Plans to build glamping tents at Florence Nightingale heritage site in Holloway spark mass objections

A heritage site in Holloway known for its links to ‘lady with the lamp’ Florence Nightingale might soon become land with glamping if its owners get their way – but the plans are proving controversial in the surrounding community.

Friday, 21st August 2020, 7:47 pm
Updated Friday, 21st August 2020, 7:51 pm

The Lea Hurst estate first belonged to Derwent Valley cotton pioneer Peter Nightingale, Florence’s great uncle, and became her family’s summer home – historic connections which have earned it grade II listed status.

But current owner Peter Kay is now looking to add to a recently launched bed and breakfast service by erecting three semi-permanent glamping tents in the house’s walled orchard.

Plans submitted to Amber Valley Borough Council in July have attracted more than 90 objections so far from residents concerned about the potential impact on the protected parkland setting of the house.

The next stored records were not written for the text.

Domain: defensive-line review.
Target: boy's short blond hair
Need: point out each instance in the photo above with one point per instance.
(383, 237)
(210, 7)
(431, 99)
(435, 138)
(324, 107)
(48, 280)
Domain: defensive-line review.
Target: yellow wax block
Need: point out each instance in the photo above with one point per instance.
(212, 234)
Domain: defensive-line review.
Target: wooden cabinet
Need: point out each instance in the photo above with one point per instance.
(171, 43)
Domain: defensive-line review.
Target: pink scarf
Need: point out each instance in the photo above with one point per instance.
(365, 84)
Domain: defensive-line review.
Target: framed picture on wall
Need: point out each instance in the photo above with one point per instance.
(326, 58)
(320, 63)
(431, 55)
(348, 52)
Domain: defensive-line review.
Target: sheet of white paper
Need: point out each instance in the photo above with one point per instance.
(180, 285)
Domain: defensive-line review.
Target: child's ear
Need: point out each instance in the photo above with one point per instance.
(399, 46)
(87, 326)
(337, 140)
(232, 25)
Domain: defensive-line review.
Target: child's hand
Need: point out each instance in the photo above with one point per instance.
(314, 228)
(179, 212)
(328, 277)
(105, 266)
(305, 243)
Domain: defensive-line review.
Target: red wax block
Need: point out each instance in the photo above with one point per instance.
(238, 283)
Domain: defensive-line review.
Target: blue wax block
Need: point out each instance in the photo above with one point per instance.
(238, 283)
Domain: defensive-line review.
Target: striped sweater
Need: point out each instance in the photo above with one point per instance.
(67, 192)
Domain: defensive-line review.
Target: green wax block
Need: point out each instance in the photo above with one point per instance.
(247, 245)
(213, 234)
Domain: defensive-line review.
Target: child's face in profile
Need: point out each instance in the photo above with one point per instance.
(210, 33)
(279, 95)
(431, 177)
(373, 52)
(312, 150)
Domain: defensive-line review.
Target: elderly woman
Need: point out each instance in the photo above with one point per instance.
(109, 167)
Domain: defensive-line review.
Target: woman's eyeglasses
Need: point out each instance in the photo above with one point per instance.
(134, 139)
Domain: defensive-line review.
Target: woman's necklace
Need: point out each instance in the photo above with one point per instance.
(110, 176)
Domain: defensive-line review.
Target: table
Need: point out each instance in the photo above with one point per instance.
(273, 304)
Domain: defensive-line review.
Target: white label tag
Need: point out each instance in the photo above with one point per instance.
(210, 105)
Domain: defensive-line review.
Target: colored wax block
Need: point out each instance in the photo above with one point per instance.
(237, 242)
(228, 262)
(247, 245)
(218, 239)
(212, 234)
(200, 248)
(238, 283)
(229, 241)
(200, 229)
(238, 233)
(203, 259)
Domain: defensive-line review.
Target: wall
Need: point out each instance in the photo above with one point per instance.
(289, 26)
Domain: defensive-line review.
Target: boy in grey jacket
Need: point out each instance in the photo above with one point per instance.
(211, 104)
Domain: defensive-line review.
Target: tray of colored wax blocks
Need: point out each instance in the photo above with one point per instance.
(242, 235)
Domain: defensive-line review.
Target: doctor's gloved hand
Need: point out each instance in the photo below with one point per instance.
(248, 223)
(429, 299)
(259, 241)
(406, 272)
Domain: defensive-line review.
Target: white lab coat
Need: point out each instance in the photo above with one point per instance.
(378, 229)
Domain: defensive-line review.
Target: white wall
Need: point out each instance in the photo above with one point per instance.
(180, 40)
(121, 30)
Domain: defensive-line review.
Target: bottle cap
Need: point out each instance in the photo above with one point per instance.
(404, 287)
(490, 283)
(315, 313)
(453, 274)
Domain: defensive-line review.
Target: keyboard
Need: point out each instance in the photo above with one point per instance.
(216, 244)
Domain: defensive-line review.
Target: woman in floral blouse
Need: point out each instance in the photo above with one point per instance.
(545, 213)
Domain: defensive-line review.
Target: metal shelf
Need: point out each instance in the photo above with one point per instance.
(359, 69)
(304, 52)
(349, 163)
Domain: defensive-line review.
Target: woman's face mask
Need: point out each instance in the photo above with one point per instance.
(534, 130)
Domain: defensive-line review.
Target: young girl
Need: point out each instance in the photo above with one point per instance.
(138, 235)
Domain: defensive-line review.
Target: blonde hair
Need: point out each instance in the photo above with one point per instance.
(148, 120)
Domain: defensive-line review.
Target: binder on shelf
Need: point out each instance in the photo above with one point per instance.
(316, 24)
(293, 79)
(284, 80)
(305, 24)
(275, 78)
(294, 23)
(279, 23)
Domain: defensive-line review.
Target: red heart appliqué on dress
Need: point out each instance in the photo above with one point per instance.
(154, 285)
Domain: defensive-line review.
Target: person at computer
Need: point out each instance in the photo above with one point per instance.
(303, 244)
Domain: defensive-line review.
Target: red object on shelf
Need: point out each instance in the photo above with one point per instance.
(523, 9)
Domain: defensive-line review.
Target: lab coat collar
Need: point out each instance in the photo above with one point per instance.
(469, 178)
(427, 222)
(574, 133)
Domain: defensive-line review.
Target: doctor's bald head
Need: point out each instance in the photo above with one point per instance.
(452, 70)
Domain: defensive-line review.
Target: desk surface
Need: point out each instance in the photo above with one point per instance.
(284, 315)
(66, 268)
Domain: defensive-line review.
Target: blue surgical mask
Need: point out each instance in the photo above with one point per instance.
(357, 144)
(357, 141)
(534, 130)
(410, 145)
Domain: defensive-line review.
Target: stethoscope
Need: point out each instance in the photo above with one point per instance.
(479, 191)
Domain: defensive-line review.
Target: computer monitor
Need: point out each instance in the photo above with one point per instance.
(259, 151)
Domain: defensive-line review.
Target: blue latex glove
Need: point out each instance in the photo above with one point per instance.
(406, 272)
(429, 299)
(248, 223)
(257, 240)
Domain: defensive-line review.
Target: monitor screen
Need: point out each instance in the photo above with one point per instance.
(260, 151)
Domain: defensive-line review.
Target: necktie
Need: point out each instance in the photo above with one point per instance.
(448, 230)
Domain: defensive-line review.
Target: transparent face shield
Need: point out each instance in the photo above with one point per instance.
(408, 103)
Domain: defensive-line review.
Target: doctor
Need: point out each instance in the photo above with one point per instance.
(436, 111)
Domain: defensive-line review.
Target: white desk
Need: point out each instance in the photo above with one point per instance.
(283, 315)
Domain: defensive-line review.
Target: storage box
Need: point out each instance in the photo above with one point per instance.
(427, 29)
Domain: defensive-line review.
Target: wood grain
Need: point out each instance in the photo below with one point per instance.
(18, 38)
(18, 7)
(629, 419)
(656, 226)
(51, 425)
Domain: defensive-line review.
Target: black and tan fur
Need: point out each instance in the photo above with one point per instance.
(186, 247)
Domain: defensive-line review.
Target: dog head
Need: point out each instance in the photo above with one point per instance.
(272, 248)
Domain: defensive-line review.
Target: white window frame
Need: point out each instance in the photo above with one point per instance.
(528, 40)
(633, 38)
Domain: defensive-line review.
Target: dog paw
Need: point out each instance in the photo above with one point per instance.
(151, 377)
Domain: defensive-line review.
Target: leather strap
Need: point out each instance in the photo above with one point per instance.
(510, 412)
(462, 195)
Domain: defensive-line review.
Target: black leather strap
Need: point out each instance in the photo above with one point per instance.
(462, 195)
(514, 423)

Lea Hurst, in Holloway, is the historic home of 19th century nursing pioneer Florence Nightingale.
Lea Hurst, in Holloway, is the historic home of 19th century nursing pioneer Florence Nightingale.

Comments also reference factors such as traffic, noise, a perceived absence of consultation, and the increasing commercialisation of the site.

A submission from Dethick, Lea and Holloway Parish Council said: “The proposal will bring substantial harm to the setting of the heritage asset, and is alien in form and type within the historic setting.

“At no time have there been structures of scale and size similar tothose proposed within the walled garden."

As well as its own protections, Lea Hurst sits within a conservation area and the ‘buffer zone’ of the Derwent Valley Mills World Heritage Site – partly intended to obstruct any development which is out of character.

While the application says the three tents would be screened from view by the orchard walls, new planting and green textile drapes, not everyone is convinced.

The structures are intended to stay in place for ten years, and would stand 3.45 metres tall, 16 metres long, and six metres wide.

While limits are in place on the number of guestrooms allowed on site, the applicant intends to swap some of that allocation for the tents. Derbyshire County Council says any additional impact on traffic would be minimal.

A decision on the application is expected by September 7. For full details, search for AVA/2020/0615 at www.ambervalley.gov.uk.